November 12, 2017
President Emmanuel Macron has expressed concern about Iran’s ballistic missile program on Thursday saying it should be restricted either through negotiations or possible sanctions.
Accusing Iran for the missile fired from Yemen and intercepted by Saudi Arabia on Saturday, Macron said, “There are extremely strong concerns about Iran. There are negotiations we need to start on Iran’s ballistic missiles.”
“Like what was done in 2015 for the nuclear activities, it’s necessary to put a framework in place for Iran’s ballistic activities and open a process, with sanctions if needed, of negotiation that would enable (that),” Macron said and added, “The missile which was intercepted by Saudi Arabia launched from Yemen, which obviously is an Iranian missile, shows precisely the strength of their” program.

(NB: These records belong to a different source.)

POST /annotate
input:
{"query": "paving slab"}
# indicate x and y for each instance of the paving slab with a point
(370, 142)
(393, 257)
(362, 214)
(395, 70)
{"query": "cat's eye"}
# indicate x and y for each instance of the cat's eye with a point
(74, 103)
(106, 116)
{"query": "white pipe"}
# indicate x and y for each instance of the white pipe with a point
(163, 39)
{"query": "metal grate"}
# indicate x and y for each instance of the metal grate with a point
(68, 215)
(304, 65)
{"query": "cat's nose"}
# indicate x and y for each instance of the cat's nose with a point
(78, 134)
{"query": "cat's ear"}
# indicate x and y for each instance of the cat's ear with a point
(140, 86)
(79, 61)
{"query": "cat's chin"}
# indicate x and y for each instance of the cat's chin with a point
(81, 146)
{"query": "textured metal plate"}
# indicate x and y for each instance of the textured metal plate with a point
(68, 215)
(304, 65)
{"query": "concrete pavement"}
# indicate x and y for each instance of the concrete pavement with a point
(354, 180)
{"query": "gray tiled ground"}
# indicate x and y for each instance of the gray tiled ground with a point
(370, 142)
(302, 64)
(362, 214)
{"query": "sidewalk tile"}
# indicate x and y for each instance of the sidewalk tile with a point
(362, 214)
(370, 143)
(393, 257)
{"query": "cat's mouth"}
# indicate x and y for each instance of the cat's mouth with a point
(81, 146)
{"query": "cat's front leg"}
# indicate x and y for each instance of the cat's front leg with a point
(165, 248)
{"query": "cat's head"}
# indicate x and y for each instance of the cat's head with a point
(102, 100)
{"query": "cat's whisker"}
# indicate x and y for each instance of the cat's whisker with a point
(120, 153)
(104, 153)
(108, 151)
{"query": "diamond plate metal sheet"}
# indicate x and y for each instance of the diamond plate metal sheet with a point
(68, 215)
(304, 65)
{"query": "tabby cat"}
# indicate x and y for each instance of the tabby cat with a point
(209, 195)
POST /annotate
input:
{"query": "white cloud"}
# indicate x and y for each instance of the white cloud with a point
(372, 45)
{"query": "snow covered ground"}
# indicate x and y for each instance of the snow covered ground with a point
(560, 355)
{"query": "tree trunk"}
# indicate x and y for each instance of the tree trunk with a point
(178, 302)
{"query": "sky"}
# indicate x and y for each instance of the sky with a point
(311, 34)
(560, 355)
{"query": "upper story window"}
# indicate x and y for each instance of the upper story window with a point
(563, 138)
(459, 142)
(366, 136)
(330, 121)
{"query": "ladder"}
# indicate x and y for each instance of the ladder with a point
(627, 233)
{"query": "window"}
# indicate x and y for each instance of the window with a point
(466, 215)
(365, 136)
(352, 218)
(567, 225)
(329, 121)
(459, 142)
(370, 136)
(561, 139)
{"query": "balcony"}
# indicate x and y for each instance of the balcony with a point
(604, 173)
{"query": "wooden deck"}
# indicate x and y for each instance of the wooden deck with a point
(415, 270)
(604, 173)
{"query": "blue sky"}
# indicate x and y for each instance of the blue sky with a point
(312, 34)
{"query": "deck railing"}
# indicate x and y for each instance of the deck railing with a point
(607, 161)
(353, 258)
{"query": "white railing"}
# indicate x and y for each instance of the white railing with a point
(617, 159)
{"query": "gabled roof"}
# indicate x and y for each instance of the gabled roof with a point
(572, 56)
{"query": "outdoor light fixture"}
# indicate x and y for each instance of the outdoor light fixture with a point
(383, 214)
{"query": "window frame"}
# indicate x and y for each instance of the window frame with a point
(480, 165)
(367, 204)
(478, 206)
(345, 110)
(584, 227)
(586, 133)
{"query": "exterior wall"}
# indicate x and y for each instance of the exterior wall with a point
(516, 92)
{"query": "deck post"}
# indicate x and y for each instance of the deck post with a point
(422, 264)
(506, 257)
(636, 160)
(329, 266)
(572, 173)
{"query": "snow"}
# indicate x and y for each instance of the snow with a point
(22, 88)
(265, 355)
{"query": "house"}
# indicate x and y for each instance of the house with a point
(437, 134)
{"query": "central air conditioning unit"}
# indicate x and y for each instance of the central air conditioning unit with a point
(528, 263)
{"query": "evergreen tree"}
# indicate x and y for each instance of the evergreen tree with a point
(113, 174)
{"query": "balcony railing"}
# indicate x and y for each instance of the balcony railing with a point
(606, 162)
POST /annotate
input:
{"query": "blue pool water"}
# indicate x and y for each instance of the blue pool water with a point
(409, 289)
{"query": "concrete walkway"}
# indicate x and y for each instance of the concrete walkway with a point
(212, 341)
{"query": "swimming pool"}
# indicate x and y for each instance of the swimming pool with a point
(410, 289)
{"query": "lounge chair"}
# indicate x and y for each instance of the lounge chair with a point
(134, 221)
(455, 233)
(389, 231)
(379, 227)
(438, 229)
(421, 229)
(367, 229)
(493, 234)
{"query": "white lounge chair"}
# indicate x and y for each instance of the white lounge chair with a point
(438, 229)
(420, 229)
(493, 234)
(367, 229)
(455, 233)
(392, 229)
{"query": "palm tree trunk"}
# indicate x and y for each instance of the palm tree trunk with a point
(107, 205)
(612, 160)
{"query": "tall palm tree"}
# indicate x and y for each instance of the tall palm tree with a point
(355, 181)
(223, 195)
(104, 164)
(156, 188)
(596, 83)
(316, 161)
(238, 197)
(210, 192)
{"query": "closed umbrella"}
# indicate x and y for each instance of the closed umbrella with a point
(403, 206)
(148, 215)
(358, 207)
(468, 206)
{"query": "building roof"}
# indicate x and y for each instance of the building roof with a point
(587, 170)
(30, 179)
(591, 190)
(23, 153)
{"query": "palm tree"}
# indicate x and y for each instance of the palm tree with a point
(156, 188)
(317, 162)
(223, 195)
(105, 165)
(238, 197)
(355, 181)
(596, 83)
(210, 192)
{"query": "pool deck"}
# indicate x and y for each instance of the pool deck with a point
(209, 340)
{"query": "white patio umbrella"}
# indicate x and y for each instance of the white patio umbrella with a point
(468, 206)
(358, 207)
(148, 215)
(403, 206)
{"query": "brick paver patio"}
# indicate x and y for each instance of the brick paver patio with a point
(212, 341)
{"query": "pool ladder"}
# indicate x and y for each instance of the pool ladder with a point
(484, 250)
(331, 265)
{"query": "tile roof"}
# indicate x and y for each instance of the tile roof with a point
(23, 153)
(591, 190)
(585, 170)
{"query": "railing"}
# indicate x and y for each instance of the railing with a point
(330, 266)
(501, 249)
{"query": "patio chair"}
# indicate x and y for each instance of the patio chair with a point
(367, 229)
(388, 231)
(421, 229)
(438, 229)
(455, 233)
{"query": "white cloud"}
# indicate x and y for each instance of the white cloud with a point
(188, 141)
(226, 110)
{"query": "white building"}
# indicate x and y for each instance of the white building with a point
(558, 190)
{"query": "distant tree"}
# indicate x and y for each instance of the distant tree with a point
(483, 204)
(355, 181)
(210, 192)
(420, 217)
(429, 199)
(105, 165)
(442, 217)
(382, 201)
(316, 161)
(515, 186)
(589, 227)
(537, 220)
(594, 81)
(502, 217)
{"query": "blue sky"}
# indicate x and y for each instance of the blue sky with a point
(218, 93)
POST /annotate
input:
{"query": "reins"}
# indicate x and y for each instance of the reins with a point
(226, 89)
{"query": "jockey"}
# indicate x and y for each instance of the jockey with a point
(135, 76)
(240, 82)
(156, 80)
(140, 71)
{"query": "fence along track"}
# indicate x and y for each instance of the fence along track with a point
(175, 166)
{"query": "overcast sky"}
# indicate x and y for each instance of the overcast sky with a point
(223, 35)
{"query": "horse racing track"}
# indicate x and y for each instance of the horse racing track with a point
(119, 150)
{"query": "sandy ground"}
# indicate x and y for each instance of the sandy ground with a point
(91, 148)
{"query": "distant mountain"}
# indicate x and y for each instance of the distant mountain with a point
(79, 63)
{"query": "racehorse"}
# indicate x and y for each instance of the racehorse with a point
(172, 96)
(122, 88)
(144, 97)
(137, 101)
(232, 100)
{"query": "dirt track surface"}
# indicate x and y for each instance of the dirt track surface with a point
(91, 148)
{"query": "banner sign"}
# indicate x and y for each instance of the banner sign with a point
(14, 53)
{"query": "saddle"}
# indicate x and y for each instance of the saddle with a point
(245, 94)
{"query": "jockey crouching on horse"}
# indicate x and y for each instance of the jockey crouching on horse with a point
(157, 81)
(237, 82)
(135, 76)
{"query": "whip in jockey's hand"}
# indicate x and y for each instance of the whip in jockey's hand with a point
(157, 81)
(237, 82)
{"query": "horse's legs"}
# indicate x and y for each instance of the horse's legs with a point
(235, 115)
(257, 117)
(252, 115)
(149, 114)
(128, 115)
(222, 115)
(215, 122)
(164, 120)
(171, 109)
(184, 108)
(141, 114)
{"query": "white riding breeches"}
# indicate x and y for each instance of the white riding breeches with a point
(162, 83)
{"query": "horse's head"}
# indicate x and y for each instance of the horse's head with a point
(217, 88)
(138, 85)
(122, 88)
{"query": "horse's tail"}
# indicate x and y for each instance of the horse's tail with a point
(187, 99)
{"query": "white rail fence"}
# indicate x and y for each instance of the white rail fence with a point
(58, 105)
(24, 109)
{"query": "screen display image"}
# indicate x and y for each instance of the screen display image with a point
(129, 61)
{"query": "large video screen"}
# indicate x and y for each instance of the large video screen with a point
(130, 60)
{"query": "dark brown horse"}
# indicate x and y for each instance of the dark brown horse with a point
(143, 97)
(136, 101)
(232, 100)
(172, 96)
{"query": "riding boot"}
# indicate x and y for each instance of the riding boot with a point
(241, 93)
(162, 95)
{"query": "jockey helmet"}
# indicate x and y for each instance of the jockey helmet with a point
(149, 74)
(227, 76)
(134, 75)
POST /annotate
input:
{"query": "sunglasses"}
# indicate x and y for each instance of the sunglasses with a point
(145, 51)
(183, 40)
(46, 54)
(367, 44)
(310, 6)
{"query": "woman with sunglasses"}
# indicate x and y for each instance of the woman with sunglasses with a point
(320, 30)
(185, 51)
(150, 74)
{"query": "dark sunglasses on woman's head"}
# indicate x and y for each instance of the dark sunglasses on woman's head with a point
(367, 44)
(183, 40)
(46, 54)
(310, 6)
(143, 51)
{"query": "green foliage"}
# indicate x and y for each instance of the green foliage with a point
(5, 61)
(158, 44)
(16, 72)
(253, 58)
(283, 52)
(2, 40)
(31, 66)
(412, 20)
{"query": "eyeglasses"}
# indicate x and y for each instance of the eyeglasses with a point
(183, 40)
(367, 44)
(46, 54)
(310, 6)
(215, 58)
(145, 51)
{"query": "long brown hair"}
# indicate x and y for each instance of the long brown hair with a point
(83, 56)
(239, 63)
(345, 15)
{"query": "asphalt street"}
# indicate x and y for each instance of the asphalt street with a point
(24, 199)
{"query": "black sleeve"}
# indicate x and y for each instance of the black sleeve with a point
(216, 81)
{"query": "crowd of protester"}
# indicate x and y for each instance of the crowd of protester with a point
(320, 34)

The French president was speaking at a news conference held in Dubai at the end of his visit to United Arab Emirates and before heading to Saudi Arabia for a surprise visit.
While backing the Shiite rebels known as Houthis in Yemen, Iran has denied providing ballistic missiles to them and says its missile program is purely defensive and should not be linked to the nuclear deal.
The ballistic missile launched Saturday night flew near Riyadh’s international airport before Saudi officials said they shot it down.
Macron, however, reaffirmed his support for the nuclear agreement challenged by U.S. President Donald Trump. “If we were to walk away from it, it would lead to either immediate war or an absence of control which would inevitably lead to a North Korean-situation, which I could not accept.”
French president also said, “Iran is a regional power…there should be no naivety in terms of Iran, it is about standing beside our allies, in particular the United Arab Emirates, but it is about not having any policy that could create imbalances, conflicts in the region.”
He emphasized his intention to go to Iran as part of efforts to talk to all the actors in the region.
Macron also told journalists that the decision to go to Riyadh had been made on Thursday morning, and that his talks with the Crown Prince Mohammed bin Salman would include “regional questions, in particular Yemen and Lebanon”.
“I believe it’s important that we work with Saudi Arabia for the purpose of guaranteeing stability in the region and the fight against terrorism,” he said.
In recent years, France has been able to nurture new links with the Gulf Arab region due to its tough stance on Iran in nuclear negotiations, and the broad similarity of their policies on conflicts across the Middle East.